Die Ungleichbehandlung zwischen verschreibungspflichtigen und nicht verschreibungspflichtigen Medikamenten, die für chronisch Kranke tatsächlich höhere Zuzahlungen nach sich zieht, ist gerechtfertigt.
- Ob ein Medikament verschreibungspflichtig ist oder nicht, entscheidet sich in erster Linie am Maßstab der Arzneimittelsicherheit. Verschreibungspflichtige Arzneimittel sind stark wirksame Arzneimittel, von denen eine Gesundheitsgefährdung ausgeht, wenn sie ohne ärztliche Überwachung eingenommen werden. Von nicht verschreibungspflichtigen Arzneimitteln geht diese Gefährdung nicht aus; der rechtlich nicht gebundene Preis übernimmt hier eine Steuerungsfunktion bei der Selbstmedikation. Der Gesetzgeber bedient sich somit eines Kriteriums, das primär die Funktion hat, die Arzneimittelsicherheit zu gewährleisten, auch mit dem Ziel, die finanzielle Inanspruchnahme der gesetzlichen Krankenversicherung zu steuern. Insofern ist das Kriterium nicht zielgenau. Es ist aber auch nicht sachwidrig, sondern zur Dämmung der Kosten im Gesundheitswesen erforderlich und auch geeignet.
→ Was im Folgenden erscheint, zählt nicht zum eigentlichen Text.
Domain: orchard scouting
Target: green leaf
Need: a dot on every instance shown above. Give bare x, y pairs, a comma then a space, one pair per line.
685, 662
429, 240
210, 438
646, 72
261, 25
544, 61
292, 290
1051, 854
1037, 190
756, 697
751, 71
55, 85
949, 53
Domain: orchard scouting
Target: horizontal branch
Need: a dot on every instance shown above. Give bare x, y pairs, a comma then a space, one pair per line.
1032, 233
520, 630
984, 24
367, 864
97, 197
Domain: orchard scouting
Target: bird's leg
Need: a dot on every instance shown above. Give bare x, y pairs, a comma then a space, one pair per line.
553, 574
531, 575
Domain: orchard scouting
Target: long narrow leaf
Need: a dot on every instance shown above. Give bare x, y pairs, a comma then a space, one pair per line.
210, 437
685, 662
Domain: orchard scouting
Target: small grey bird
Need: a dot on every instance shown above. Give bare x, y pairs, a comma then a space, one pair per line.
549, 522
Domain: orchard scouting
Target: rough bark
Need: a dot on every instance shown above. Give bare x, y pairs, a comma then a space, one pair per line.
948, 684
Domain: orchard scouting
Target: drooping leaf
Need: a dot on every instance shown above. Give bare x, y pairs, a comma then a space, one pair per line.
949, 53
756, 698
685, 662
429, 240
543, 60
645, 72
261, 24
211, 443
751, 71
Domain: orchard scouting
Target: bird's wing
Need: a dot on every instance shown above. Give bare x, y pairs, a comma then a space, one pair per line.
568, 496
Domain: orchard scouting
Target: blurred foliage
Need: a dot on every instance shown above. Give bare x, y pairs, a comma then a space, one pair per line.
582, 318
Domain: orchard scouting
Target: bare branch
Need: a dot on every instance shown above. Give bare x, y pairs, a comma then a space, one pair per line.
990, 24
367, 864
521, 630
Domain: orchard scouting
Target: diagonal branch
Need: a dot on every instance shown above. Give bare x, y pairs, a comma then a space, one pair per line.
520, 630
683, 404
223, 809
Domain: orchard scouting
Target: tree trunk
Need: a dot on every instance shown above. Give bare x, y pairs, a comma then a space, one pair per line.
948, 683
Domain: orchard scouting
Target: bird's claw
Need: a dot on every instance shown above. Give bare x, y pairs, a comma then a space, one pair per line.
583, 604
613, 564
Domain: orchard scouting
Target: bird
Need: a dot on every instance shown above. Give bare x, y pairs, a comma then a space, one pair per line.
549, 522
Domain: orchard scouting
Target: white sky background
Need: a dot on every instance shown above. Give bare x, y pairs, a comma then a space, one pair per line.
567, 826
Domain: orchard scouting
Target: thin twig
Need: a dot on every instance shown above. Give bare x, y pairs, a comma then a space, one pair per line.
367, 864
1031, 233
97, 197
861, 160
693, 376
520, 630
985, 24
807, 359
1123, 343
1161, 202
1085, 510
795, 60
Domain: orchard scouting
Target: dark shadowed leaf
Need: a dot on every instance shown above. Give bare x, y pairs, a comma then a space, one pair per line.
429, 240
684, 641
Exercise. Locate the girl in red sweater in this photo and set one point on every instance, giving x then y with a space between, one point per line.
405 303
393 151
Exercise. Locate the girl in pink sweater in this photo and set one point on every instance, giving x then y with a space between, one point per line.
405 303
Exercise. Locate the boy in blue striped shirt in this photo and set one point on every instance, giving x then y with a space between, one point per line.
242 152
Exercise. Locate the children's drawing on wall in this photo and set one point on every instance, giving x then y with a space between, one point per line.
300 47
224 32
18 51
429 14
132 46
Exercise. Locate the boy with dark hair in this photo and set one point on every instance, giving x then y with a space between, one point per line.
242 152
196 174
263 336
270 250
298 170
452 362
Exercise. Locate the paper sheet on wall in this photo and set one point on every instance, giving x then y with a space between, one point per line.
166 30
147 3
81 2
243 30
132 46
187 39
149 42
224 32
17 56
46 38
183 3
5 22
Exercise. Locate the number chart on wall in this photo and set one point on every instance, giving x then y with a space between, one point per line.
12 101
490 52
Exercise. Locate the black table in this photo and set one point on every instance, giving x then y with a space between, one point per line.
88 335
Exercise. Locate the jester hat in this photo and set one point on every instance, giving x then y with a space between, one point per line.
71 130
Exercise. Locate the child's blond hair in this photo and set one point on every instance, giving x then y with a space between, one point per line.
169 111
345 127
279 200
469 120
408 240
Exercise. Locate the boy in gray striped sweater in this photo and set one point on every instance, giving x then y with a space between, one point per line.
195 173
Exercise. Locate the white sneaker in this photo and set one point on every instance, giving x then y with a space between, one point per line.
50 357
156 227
- Die Differenzierung ist auch im engeren Sinne verhältnismäßig, denn die Belastung mit den Zusatzkosten für nicht verschreibungspflichtige Medikamente steht in einem angemessenen Verhältnis zu den vom Gesetzgeber mit dieser Differenzierung verfolgten Zielen. Da das hier in Rede stehende Medikament ohne ärztliche Verschreibung erhältlich ist und zur Gruppe der Medikamente mit typischerweise geringem Preis gehört, ist es dem Versicherten grundsätzlich zumutbar, die Kosten hierfür selbst zu tragen. Es ist auch nichts dafür ersichtlich, dass die vom Beschwerdeführer konkret geltend gemachte finanzielle Belastung unzumutbar wäre. Zudem hat der Gesetzgeber ergänzende Regelungen getroffen, um die Belastung der chronisch Kranken durch die Kosten für Medikamente in Grenzen zu halten.
Auch die Differenzierung des Gesetzgebers zwischen schwerwiegenden und anderen Erkrankungen ist verfassungsrechtlich zu rechtfertigen. Bei schwerwiegenden Erkrankungen, bei denen das Medikament zum Therapiestandard gehört, können auch nicht verschreibungspflichtige Medikamente zu Lasten der gesetzlichen Krankenversicherung verordnet werden. Die Schwere der Erkrankung ist im Rahmen eines Krankenversicherungssystems ein naheliegendes Sachkriterium, um innerhalb des Leistungskatalogs zu differenzieren.
Die Verfassungsbeschwerde ist ebenso unbegründet, soweit ein Verstoß gegen das Recht auf den gesetzlichen Richter (Art. 101 Abs. 1 Satz 2 GG) durch unterlassene Vorlage an den Gerichtshof der Europäischen Gemeinschaften gerügt wird. Das BSG hat die Vorlagepflicht in vertretbarer Weise gehandhabt.